Yes. ISO 37001:2025 shares the Annex SL high-level structure with ISO 9001, ISO 14001, ISO 45001, and ISO 27001. This means that context of the organisation, leadership, planning, support, performance evaluation, and improvement frameworks are common across all standards. Companies with existing ISO certifications extend their Integrated Management System with ABMS-specific content rather than building a separate system from scratch.
How much time does ISO 37001 integration save compared to standalone implementation?
Integration typically reduces the ISO 37001 implementation timeline from 6–9 months (standalone) to 3–4 months. The time savings come from reusing existing documentation frameworks, extending existing internal audit programmes, adding ABMS scope to existing management review processes, and avoiding duplication across staff training and competence systems.
What documentation from ISO 9001 can be reused for ISO 37001?
Documentation that can be directly extended includes: context of the organisation analysis (Clause 4), leadership and commitment section (Clause 5), objectives and planning framework (Clause 6), competence and training records structure (Clause 7), internal audit programme and procedure (Clause 9.2), and management review process (Clause 9.3). ABMS-specific content — anti-bribery risk register, due diligence procedure, gifts register, whistleblowing mechanism — is added to these frameworks rather than created in parallel documents.
Do I need a separate certification body audit for ISO 37001 if I already have ISO 9001?
The ISO 37001 certification audit must be conducted by a MACC-scheme accredited certification body. If your existing ISO 9001 body also holds MACC scheme accreditation, combined surveillance audits are possible after initial certification, reducing total annual audit costs. Discuss combined audit options when selecting or engaging your certification body for ISO 37001.
Does ISO 37001 integration reduce ongoing surveillance audit costs?
Yes. When your ISO 37001 certification body also covers your existing ISO standards, combined surveillance audits reduce total annual audit days. In practice, this delivers a 15–25% reduction in annual certification costs compared to maintaining two completely separate audit cycles. This saving compounds every year, making integration increasingly cost-effective over the full certificate lifecycle.

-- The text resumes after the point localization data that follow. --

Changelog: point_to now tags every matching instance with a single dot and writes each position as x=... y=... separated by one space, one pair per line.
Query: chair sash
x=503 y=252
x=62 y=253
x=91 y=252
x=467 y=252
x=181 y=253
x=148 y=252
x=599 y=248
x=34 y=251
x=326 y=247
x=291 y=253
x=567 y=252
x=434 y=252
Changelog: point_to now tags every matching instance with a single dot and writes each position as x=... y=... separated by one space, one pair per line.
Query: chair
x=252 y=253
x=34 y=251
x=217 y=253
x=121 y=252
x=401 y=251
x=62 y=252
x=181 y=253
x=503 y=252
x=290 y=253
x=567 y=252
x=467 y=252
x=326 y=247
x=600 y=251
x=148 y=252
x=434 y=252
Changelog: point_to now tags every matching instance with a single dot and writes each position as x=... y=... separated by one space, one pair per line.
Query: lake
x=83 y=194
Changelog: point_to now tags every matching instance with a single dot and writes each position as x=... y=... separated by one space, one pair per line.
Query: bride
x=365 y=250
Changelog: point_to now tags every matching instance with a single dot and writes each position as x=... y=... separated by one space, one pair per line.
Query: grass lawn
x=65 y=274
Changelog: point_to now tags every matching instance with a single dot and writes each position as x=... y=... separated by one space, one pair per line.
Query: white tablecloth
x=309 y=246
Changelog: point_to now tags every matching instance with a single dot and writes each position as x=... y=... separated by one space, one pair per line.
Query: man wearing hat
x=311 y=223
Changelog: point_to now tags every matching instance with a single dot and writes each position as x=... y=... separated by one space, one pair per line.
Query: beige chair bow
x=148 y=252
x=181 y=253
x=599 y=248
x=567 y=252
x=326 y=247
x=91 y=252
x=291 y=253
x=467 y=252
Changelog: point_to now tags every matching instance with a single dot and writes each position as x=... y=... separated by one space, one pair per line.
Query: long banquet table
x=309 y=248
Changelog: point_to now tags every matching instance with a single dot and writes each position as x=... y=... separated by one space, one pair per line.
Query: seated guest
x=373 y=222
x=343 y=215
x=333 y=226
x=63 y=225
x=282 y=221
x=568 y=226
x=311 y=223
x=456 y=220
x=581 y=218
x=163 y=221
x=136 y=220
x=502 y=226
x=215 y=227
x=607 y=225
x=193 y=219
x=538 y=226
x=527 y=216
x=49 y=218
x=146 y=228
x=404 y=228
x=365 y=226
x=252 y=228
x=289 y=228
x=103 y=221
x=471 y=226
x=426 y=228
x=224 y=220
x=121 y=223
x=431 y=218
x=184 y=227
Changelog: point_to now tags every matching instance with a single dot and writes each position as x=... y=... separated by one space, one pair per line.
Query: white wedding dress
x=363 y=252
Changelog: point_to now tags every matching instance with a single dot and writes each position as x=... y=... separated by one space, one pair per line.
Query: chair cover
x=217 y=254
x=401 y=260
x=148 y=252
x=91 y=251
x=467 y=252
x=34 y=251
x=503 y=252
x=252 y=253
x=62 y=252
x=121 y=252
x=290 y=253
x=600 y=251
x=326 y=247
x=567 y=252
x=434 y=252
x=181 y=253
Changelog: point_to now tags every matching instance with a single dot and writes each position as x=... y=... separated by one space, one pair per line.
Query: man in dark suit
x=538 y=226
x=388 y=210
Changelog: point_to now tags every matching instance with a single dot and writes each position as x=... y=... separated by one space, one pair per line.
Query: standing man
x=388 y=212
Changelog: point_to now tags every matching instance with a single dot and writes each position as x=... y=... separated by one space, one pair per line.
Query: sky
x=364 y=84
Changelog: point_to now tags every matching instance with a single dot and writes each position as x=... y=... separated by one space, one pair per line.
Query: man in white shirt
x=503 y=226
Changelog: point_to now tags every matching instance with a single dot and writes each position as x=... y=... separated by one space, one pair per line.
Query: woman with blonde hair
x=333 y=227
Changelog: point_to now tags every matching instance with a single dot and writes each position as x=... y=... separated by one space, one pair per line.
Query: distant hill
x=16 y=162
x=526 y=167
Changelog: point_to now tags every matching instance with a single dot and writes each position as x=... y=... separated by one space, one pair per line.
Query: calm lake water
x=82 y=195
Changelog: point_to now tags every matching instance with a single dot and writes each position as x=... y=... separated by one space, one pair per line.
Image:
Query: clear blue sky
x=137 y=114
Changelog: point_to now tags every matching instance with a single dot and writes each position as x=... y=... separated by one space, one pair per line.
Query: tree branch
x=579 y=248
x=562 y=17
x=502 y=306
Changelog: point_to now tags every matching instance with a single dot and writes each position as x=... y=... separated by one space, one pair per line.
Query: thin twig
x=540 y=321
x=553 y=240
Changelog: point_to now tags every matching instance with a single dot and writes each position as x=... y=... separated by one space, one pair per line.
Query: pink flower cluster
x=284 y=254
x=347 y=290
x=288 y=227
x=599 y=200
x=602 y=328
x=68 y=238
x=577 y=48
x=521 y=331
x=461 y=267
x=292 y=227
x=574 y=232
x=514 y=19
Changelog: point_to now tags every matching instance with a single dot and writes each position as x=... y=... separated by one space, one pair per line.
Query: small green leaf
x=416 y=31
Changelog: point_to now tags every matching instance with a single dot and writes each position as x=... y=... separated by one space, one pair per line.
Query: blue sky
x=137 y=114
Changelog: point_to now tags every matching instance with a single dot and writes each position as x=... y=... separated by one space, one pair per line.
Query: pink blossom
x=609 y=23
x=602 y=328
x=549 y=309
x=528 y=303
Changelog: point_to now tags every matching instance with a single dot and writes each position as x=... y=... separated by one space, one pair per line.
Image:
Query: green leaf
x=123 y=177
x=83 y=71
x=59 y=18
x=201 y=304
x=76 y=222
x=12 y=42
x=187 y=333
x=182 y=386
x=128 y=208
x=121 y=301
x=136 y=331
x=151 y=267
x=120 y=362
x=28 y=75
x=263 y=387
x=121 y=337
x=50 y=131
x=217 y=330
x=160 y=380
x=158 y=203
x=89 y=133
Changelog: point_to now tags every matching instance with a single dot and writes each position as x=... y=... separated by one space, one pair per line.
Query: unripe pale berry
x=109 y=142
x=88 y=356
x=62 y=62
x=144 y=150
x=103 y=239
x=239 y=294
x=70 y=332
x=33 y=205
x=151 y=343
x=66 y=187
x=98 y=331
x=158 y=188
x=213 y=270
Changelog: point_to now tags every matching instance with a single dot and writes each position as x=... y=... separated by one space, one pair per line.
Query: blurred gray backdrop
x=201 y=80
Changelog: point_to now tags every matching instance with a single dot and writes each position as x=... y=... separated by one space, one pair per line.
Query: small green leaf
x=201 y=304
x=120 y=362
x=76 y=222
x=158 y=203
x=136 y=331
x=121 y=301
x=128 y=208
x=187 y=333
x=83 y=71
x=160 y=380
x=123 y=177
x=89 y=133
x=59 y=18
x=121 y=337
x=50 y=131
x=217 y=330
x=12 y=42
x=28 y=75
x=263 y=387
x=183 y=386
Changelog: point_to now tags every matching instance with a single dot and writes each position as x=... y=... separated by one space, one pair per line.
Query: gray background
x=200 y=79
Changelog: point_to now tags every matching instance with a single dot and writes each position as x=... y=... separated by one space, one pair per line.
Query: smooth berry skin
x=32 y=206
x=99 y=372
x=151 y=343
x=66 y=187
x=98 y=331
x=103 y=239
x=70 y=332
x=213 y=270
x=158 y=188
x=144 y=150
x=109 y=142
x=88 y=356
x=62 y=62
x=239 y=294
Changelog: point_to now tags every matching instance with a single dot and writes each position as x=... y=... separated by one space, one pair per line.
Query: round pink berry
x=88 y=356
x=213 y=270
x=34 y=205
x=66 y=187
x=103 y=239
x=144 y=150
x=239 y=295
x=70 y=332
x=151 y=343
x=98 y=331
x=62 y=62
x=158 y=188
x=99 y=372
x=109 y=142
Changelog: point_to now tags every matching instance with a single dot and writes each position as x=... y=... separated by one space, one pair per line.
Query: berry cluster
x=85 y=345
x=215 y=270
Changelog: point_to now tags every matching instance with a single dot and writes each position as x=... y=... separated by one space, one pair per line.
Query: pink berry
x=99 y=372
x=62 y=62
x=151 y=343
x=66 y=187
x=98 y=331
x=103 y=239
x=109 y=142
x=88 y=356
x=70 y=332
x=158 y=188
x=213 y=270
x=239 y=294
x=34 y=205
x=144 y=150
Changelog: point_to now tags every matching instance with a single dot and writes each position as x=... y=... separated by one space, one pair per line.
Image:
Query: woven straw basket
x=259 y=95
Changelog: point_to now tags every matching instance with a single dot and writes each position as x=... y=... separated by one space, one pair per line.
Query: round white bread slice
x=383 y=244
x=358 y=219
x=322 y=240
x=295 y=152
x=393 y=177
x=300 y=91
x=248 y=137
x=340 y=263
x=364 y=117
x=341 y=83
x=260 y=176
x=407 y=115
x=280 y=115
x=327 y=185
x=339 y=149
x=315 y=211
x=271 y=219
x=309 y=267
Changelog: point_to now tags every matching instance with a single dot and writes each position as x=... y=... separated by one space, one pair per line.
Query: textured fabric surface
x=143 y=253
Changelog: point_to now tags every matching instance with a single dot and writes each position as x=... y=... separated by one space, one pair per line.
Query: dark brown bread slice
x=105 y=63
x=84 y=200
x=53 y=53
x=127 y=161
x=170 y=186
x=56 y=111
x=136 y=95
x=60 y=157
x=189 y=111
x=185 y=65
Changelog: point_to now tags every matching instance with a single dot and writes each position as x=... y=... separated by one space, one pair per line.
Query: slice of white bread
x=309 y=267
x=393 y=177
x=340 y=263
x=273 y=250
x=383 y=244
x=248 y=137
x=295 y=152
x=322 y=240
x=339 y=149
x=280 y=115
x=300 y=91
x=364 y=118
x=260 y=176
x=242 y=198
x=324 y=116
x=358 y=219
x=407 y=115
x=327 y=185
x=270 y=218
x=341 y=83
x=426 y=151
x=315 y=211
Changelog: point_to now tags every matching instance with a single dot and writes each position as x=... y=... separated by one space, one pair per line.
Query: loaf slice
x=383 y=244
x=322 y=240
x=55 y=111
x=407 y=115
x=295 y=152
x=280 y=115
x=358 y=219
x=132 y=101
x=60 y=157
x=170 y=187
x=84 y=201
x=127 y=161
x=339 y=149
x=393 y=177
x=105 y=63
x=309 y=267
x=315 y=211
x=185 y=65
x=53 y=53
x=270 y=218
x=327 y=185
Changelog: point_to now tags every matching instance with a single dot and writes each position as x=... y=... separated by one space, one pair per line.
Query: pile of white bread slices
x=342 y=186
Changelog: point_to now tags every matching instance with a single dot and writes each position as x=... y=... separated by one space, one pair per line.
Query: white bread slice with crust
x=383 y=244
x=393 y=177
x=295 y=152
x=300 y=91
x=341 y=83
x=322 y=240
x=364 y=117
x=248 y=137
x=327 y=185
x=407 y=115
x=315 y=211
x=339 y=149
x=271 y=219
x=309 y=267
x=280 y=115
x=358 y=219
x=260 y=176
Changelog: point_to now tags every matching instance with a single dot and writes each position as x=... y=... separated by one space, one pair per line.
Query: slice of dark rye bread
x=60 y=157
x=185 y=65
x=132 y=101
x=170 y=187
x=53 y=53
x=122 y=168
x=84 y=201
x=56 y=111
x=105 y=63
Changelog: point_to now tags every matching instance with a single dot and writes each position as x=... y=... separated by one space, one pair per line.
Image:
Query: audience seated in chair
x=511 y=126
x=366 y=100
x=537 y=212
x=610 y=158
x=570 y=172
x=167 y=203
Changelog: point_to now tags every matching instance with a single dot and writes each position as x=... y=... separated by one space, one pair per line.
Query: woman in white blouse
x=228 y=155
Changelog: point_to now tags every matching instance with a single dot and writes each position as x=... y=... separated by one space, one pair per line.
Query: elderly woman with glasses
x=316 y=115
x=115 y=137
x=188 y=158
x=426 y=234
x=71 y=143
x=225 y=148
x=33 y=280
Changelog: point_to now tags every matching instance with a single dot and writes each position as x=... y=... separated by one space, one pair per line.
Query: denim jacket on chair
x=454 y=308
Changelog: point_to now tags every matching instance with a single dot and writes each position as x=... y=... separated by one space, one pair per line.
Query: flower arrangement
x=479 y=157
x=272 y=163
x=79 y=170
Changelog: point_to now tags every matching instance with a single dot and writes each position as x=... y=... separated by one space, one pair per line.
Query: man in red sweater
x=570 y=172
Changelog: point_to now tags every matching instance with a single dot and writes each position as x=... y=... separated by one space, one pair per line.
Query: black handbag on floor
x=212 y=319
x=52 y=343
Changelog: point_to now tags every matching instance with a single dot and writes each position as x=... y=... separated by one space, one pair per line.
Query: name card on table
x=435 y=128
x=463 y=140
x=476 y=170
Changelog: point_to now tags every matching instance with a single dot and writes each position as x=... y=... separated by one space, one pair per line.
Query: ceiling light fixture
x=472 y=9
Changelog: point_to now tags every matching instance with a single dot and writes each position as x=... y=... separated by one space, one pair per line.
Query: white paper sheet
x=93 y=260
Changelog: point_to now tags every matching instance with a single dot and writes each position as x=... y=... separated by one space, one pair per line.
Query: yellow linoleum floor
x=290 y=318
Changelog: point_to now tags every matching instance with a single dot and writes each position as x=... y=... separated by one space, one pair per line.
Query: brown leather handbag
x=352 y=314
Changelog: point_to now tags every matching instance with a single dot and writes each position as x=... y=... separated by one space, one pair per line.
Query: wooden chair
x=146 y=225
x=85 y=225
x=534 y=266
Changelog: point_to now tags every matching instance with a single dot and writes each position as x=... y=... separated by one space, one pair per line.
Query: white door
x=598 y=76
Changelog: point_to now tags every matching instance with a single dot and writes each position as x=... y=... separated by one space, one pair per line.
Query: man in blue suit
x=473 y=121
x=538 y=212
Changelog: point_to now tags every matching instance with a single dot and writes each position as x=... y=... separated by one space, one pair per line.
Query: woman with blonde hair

What is genuinely new work in ISO 37001 that I can't reuse from ISO 9001?
Five elements must be built from scratch regardless of your existing certifications: the anti-bribery risk assessment and risk register; the due diligence system for business associates (subcontractors, agents, suppliers); the gifts, hospitality and donations policy and live register; the conflict of interest procedure and declaration records; and the whistleblowing mechanism with documented non-retaliation protections. These are specific to anti-bribery management and have no direct equivalent in ISO 9001 or ISO 45001.